Kevin Downey, l’avocat d’Elizabeth Holmes, a demandé si des personnes avaient déjà subis des « abus dans le cadre de leurs relations intimes ».

D’après des documents juridiques, l’accusée prévoit en effet de plaider que son associé et ex-petit ami, de 19 ans son aîné, la contrôlait et abusait d’elle psychologiquement.

Le procureur Jeffrey Schenk a lui cherché à savoir s’il y avait des individus proches des milieux médicaux dans la salle.

Ces jurés pourraient ne pas être impartiaux si le parquet fait appel à des psychologues pour contrer l’idée selon laquelle Elizabeth Holmes n’était pas responsable de ses actions.

En matière de preuves, le jury devra se fonder essentiellement sur des témoignages.

La base de données du laboratoire de Theranos a bien été remise sur un disque dur au gouvernement en août 2018, mais l’entreprise a ensuite été démantelée, ainsi que ses serveurs, rendant impossible la lecture de la copie.

Sur la liste de potentiels témoins, on trouve des noms connus, comme l’ancien secrétaire d’Etat Henry Kissinger, l’ancien ministre de la Défense James Mattis, qui ont fait partie du conseil d’administration de Theranos, ou encore le magnat des médias Rupert Murdoch.

– Une première pour la Silicon Valley –

Des patients victimes d’analyses défectueuses pourraient également être appelés à la barre, pour raconter comment ils ont vécu de mauvais diagnostics de cancer, de sida ou encore de grossesses.

Elizabeth Holmes elle-même pourrait décider de s’exprimer.

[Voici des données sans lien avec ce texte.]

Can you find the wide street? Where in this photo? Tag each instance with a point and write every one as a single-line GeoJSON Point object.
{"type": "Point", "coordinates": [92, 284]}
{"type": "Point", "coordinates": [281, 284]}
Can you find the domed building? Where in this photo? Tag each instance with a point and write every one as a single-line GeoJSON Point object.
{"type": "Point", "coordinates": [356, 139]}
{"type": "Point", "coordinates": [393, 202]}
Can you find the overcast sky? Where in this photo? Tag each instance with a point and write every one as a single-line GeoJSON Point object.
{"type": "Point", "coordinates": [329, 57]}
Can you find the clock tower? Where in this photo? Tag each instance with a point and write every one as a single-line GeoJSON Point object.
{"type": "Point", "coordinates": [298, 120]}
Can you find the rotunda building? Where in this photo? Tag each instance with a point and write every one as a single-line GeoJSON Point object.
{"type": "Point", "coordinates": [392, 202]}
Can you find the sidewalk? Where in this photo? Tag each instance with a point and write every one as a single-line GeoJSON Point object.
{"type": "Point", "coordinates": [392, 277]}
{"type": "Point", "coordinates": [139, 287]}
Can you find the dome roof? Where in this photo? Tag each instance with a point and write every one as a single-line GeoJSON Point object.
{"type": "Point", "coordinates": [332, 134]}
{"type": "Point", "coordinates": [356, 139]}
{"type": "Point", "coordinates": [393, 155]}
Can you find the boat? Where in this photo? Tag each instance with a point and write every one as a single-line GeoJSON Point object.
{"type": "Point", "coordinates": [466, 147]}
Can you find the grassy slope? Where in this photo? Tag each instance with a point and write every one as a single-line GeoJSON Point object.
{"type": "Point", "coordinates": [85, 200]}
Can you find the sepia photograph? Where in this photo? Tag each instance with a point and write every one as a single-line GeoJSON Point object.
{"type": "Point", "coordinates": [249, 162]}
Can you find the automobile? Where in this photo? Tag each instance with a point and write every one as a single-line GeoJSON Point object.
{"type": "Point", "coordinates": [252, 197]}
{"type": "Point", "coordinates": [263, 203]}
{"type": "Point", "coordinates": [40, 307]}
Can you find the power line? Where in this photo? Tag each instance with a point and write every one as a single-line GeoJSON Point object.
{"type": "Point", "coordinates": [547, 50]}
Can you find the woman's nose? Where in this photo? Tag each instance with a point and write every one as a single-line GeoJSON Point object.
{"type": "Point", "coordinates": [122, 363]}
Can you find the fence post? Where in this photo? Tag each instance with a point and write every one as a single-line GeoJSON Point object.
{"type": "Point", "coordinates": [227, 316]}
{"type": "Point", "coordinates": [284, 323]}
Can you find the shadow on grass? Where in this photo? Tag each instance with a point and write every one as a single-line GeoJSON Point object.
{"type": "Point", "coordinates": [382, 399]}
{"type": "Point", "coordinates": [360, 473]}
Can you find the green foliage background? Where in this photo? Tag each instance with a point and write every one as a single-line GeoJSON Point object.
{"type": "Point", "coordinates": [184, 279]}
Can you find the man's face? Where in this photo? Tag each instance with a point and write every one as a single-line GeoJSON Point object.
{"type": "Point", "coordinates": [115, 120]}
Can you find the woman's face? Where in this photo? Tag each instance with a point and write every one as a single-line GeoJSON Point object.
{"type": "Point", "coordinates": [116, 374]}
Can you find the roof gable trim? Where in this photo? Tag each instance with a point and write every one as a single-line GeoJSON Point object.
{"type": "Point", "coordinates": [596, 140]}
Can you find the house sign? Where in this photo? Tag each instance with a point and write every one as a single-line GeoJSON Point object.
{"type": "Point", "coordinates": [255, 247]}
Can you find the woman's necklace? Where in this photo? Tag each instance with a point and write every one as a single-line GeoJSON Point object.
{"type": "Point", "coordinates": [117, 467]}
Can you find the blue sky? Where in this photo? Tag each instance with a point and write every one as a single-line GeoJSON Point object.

Pour John Carreyrou, interviewé début juillet à la chaîne américaine CNBC, « d’après toutes les interviews que j’ai réalisées pour mon livre et mon podcast, il est clair que (l’accusée et son ancien associé) dirigeaient cette entreprise — et l’éventuelle fraude dont ils sont accusés — comme un couple de partenaires ».

Elizabeth Holmes a connu une chute d’autant plus brutale que sa fortune était évaluée à 3,6 milliards de dollars par Forbes en 2014. C’était alors la plus jeune milliardaire n’ayant pas hérité de sa fortune.

« Jusqu’à présent, la Silicon Valley n’a jamais payé pour tous ses méfaits », a commenté pour l’AFP Vivek Wadhwa, ancien professeur de l’école de droit de Harvard et expert de la saga Theranos.

« Donc le fait qu’elle puisse se retrouver en prison en fait une affaire très importante, parce que ce n’est jamais arrivé auparavant. Personne n’est allé en prison pour les dégâts causés par une technologie. Et cette technologie a causé des torts. »

Le procès a été retardé à plusieurs reprises, notamment parce que l’accusée a accouché début juillet. Il pourrait durer jusqu’à quatre mois.